The project aims to predict the box office and score of an upcoming movie
Quan Yuan, Yuheng Liu, Wenlong Wu
This directory stores all the data set used and generated in the project.
- "boxoffice_dataset.csv": the raw dataset
- "prediction.csv": the final result predicted by the model
- "trainset.csv": training dataset
- "testset.csv": testing dataset
This directory stores the codes used for data cleaning and integration.
"boxoffice_dataset.csv" in the 'data' folder has already been cleaned and integrated.
This directory stores the codes used for data analysis. They presents the relationship between some features and the movie box office.

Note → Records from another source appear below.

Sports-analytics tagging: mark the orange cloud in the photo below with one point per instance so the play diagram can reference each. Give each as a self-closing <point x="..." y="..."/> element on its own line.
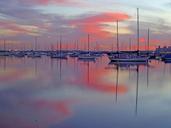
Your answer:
<point x="57" y="2"/>
<point x="95" y="24"/>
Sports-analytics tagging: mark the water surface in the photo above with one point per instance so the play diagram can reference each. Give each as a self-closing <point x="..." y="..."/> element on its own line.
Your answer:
<point x="46" y="93"/>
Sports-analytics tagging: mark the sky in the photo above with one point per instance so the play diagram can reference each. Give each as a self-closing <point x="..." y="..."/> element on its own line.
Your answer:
<point x="23" y="20"/>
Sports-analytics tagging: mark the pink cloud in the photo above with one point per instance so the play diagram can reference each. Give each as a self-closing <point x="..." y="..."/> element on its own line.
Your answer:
<point x="93" y="24"/>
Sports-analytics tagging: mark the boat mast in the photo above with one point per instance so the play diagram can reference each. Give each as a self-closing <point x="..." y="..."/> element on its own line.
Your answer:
<point x="88" y="43"/>
<point x="138" y="32"/>
<point x="35" y="44"/>
<point x="117" y="35"/>
<point x="148" y="40"/>
<point x="4" y="45"/>
<point x="60" y="44"/>
<point x="130" y="41"/>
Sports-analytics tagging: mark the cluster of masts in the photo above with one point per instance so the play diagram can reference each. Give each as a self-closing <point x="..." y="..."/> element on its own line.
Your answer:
<point x="115" y="57"/>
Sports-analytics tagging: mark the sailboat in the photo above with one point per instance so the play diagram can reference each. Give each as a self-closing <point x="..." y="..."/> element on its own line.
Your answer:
<point x="59" y="55"/>
<point x="87" y="56"/>
<point x="129" y="58"/>
<point x="35" y="53"/>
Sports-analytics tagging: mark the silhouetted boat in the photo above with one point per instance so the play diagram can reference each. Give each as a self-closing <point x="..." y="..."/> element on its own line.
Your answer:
<point x="60" y="54"/>
<point x="87" y="56"/>
<point x="129" y="58"/>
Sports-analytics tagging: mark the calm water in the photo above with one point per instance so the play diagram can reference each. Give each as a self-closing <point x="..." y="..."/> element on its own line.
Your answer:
<point x="45" y="93"/>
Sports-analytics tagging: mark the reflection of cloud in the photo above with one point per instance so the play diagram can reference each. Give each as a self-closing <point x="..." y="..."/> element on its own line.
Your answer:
<point x="11" y="75"/>
<point x="40" y="113"/>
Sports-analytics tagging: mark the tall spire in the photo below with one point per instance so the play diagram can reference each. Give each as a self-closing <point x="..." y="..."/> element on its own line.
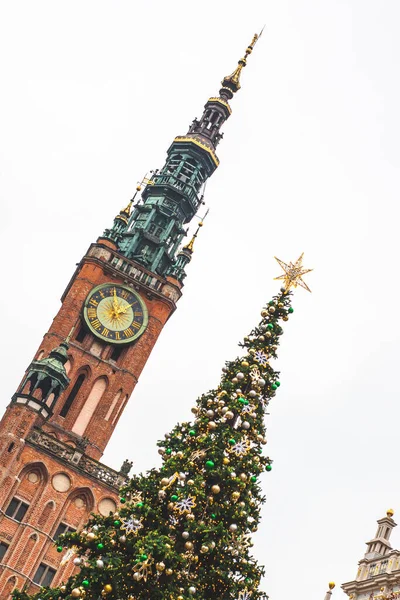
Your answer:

This directory stores the codes used for scraping raw dataset from multiple websites. We also built a proxy program to avoid Anti-Spider.
feature_engineering.py: This file contains all functions used for processing each column in the raw dataset.
feature_selection.py: This file generates a new dataset which is fully prepared and divides the
dataset into training set and testing set. By commenting some rows, the program can generate
different combinations of features.
Run this file and the generated dataset will be saved under the "data" folder.
modeling.ipynb: This notebook builds the final model and has all the material used for model tuning. Running this notebook will generate a .pkl file under the root folder.
model_testing.py: This file runs the testing using the generated model and prints the r2_socre on the console. The result is saved under the "data" folder.